Despite pandemic, BPS graduation rate climbs over 76%

‘Coming from 2012, where we had a graduation rate of 49 percent, and now to look at 76.3 percent, it’s incredible growth,’ school board member Larry Scott says.


BUFFALO, N.Y. — Graduation rates released by the Buffalo City School District show over a four-year period an 11.6 percent jump to just over 76 percent.


District officials indicate that 12 of the 20 high schools averaged over 80 percent in terms of graduation.


School board member Larry Scott says you can go back even farther to see the success.


“Coming from 2012, where we had a graduation rate of 49 percent, and now to look at 76.3 percent, it’s incredible growth,” he said.


As part of the success, the district points to what is called the Innovative High Schools program launched in 2016, which includes Lafayette and Bennett high schools, which had problems in the past.


Scott says, “At Bennett you have the innovative tech program there. You have the research lab and Bioinformatics program there, and then the Middle Early College, and all of those programs graduated classes well above the state average.”


Scott also credits the Say Yes Buffalo program with scholarships and greater community support, especially in this pandemic time of remote learning.
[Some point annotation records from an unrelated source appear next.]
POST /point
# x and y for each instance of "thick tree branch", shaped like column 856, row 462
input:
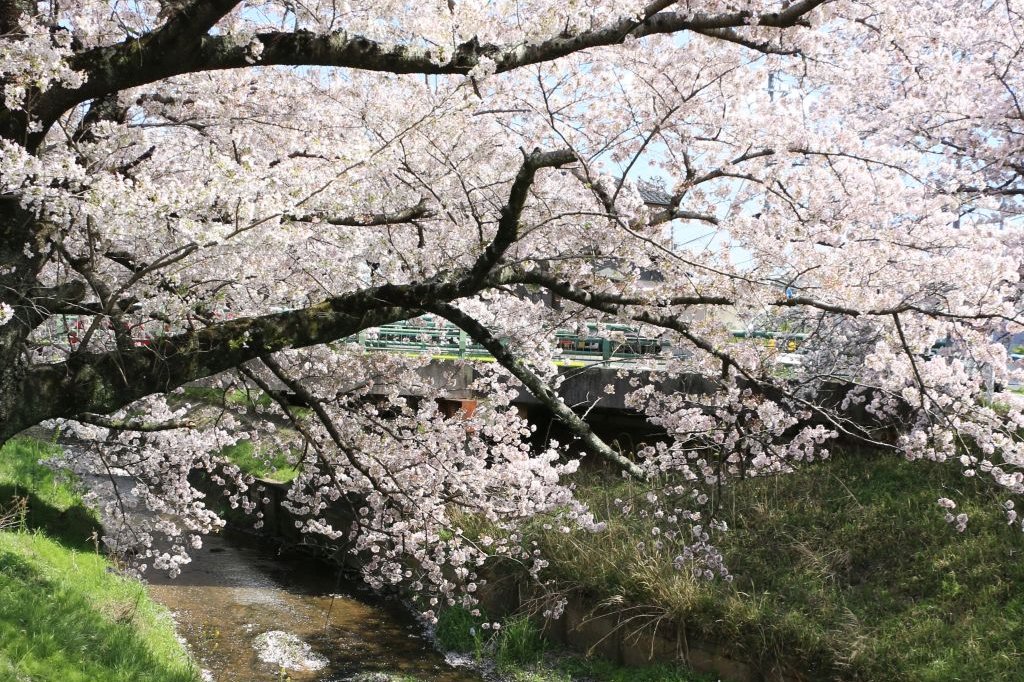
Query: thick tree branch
column 421, row 210
column 537, row 386
column 182, row 46
column 508, row 223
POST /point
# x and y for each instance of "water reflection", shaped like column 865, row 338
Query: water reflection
column 235, row 590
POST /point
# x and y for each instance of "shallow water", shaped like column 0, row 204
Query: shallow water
column 236, row 589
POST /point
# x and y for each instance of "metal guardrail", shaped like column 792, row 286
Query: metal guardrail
column 446, row 339
column 616, row 342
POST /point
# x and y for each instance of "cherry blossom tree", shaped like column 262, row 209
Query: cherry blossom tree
column 228, row 190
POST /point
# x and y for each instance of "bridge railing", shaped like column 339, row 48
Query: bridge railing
column 624, row 343
column 610, row 342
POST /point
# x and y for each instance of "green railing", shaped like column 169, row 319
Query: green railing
column 425, row 335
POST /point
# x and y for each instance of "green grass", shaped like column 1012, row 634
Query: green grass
column 844, row 570
column 65, row 614
column 573, row 669
column 274, row 466
column 521, row 653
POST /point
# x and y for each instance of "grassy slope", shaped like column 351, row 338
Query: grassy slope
column 64, row 614
column 844, row 570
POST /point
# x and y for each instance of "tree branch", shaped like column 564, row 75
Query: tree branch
column 537, row 386
column 182, row 46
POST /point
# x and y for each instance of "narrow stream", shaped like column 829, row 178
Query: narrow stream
column 236, row 590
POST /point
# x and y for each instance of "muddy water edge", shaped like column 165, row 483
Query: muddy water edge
column 237, row 588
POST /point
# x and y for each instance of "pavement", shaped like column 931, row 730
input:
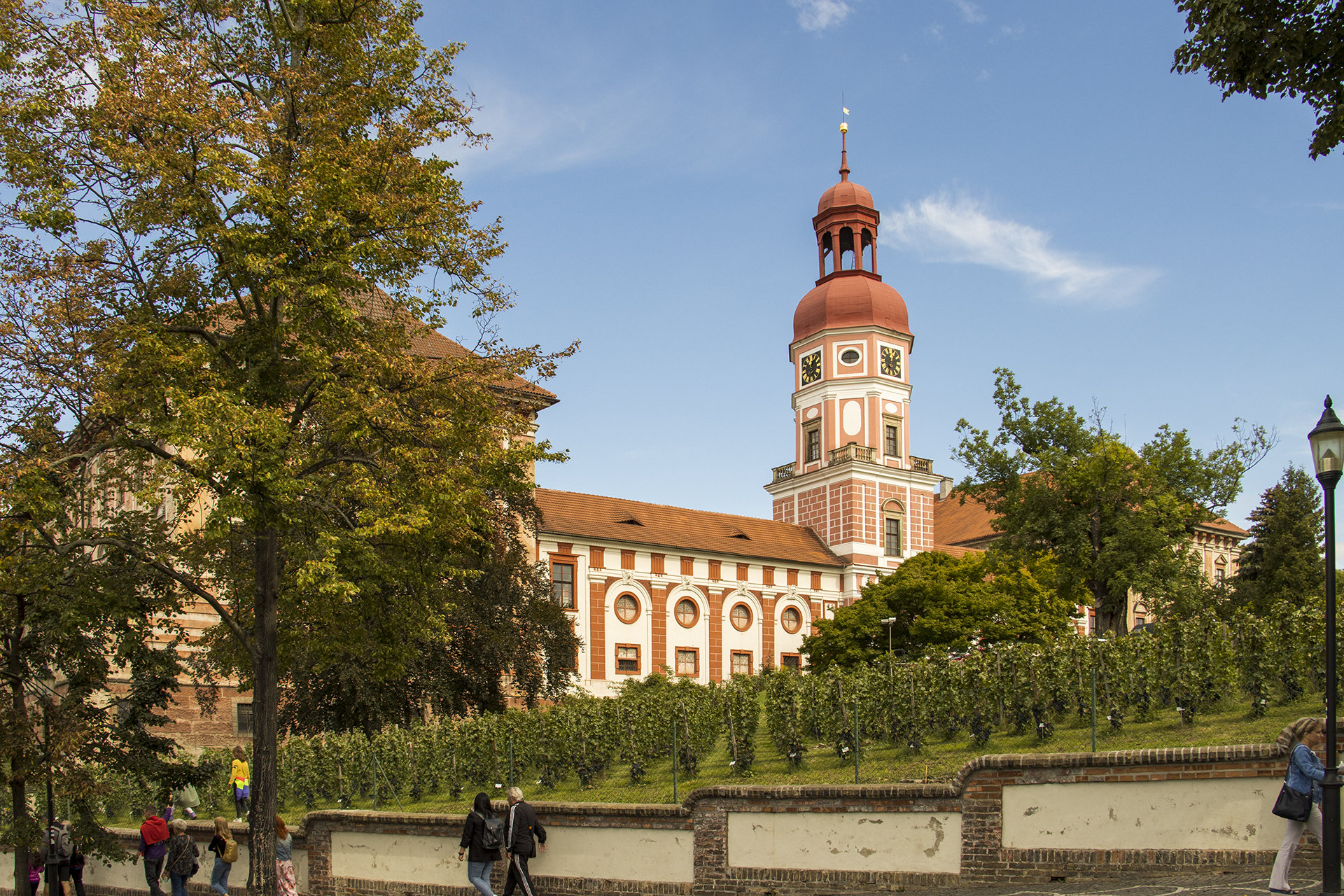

But there is the primary question about the impact of canceled regents exams, which may have kept some students from graduating in past years. And there have been claims that some students being pushed through to pass with remote attendance.


Samuel Radford, co-chair of the District Parent Coordinating Council,  was encouraged by the rising rates but he feels that the state’s decision to cancel the Regents exams with COVID concerns must be a consideration.


“That obviously inflated the numbers. So the question is how college and career ready are they? I’m saying those are the questions that we need to be honest with ourselves about,” he said.


Scott responds that, “They had to earn their course credits. They had to earn their regents passing exams.”


He added, “If you factor out the exemptions as the result of the regents exams being canceled, Buffalo still exceeds a 70 percent graduation rate.”


All agree there’s still room for improvement, especially for educating minority students. But Radford says again overall that Buffalo Schools outperformed other large city school districts across the state.


“That’s significant,” Radford said, “so I think that’s something we should really be proud of, and we should be happy with the progress we’re making in the school district.”